In Paris in 2015, world leaders agreed to keep global warming to “well below 2°C”, and “pursue efforts” for a 1.5°C limit. However, on current trends the world is heading for at least 3°C of warming. To meet the 1.5°C limit we would need a rapid drawdown of greenhouse gas emissions, of the order of a halving in each of the next two decades and reaching zero by 2050. The 1.5°C scenarios reviewed so far by the Intergovernmental Panel on Climate Change rely heavily on unproven and costly “negative emission technologies”, in particular biomass as an energy source combined with CO2 capture and storage, to remove CO2 from the atmosphere.
There is one reliable way to reduce greenhouse gas emissions: deep cuts in energy consumption so that we can stop using fossil fuels. However, scientists and policymakers find it hard to imagine that people will be prepared to make the changes implied in our ways of living.
At the Climate Conference in Bonn on 6-17 November 2017, about 80 leaders from a wide range of faith communities world-wide gathered in a joyous and moving event to launch a new initiative for sustainable living. The following text is an extract from the statement of commitment from the faith leaders, delivered to negotiators at COP23 of the UN Framework Convention on Climate Change.
“As religious and spiritual leaders, we are committing to make changes in our own lives, and to support the members of our communities in doing the same. Together, we come to you with an invitation to embark on a journey towards compassionate simplicity for the sake of the climate, the human family, and the community of life. For many of us, changes in three areas make the greatest impact: dramatically reducing emissions from our home energy use, adopting a plant-based diet and reducing food waste, and minimizing automobile and air travel. Because of the gravity of our situation, substantial and long-term changes in these areas are indispensable if we are to reach a 1.5⁰C future, particularly for those of us in communities whose carbon footprints exceed sustainable levels. We pledge our commitment to such change.
“Through this collective effort, we look forward to creating a global community of conscience and practice in which we learn to put belief into action in relation to our own lifestyles. Our spiritual and faith communities will give us hope and companions for this journey. We will share ideas, materials, and stories of struggle and success. Our practices of mindfulness, spiritual discipline and prayer will enable us to grow. These ancient teachings and practices, and our renewed commitments and willingness to strive, will help us build pathways towards a sustainable future.
“We wish to be clear that we understand that systemic change is required to solve this crisis. We will continue to advocate for the policies that are so urgently needed. However, we also believe that individual commitments and behaviors are as important in addressing climate change as they are in addressing poverty, racism, and other grave social ills.
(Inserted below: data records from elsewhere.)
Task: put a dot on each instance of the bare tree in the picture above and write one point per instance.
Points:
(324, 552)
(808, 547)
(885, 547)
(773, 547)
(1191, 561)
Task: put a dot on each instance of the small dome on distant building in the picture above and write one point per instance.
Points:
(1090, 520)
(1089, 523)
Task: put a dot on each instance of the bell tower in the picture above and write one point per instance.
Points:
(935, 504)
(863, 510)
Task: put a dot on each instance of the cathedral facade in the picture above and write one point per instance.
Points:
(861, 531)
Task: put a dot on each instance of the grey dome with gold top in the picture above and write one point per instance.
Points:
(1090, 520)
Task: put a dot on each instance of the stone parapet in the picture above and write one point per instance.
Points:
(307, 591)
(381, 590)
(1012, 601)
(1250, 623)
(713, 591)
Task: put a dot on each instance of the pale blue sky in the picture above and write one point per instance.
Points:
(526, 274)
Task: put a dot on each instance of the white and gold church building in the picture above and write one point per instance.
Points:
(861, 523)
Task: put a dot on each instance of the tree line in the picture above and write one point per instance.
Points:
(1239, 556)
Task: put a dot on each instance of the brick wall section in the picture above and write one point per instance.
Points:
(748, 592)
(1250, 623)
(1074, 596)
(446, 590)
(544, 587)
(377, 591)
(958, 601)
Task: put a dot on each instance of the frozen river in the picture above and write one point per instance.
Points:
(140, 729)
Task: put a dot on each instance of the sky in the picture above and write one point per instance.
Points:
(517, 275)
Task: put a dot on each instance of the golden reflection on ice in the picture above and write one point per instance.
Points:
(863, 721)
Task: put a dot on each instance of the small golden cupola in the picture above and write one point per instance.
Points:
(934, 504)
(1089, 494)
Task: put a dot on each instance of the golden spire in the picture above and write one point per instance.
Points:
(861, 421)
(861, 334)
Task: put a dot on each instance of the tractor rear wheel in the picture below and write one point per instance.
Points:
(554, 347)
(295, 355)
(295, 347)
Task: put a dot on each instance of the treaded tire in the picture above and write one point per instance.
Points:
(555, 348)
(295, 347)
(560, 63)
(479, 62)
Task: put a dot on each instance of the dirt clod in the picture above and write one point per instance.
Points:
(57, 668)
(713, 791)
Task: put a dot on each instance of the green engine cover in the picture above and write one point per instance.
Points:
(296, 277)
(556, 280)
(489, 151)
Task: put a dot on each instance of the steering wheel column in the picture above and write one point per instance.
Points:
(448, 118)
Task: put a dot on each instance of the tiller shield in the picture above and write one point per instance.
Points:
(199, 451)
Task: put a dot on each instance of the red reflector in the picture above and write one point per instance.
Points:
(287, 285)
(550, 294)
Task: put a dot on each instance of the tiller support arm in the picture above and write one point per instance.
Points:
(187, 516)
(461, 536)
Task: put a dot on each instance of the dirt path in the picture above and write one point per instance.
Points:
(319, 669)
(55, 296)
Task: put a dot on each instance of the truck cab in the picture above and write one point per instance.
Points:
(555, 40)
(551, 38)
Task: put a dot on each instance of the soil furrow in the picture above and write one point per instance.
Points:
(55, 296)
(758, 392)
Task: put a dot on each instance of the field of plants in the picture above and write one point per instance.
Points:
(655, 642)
And we know that our spiritualities and traditions offer wisdom about finding happiness in a purposeful life, family and friendships, not in an overabundance of things. The world needs such wisdom; it is our privilege both to share and to seek to embody it.”
The full text is available at http://www.interfaithclimatestatement.org/, as well as the video recording of the faith leaders event which was held on 9th November. The video will be edited to allow direct viewing of individual presentations and the full list of statement signatories will be made available as soon as possible.
The initiative is in early stages of implementation. Core funding was agreed in September 2017 by KR Foundation in Copenhagen for the period to the end of 2018. The initiative is being managed by GreenFaith, an interfaith environmental organisation based in New Jersey. Recruitment is underway for a programme director and an appointment is expected later in November 2017. While an international, interfaith steering group is in place, much has still to be worked out in the programme structure and governance. Our current ideas and aspirations are
- for an ongoing process to secure pledges from leaders at all levels in an extensive range of faith communities,
- to provide training, mostly online, for sustainable living facilitators/leaders within the communities
- to provide a directory of existing resources for sustainable living, and support to faith communities in developing their own resources
- to establish ways to monitor, evaluate and report on progress in the initiative
- to hold a period of celebration, probably a weekend in September 2018, involving events in local and national congregations, potentially including collaborations among faith groups and with secular groups
- to deliver a further statement of record, celebration and commitment to COP24, to be held in Katowice in December 2018
- to seek funding for an ongoing programme of work beyond 2018.
The interfaith statement has been signed by Paul Parker for Britain Yearly Meeting, by clerks of other yearly meetings from Alaska to Australia, by Gretchen Castle for Friends World Committee for Consultation. Individual Friends. Local and area Quaker meetings are also encouraged to sign and many have already done so. We have yet to establish how Quakers in Britain might engage in implementing the commitment.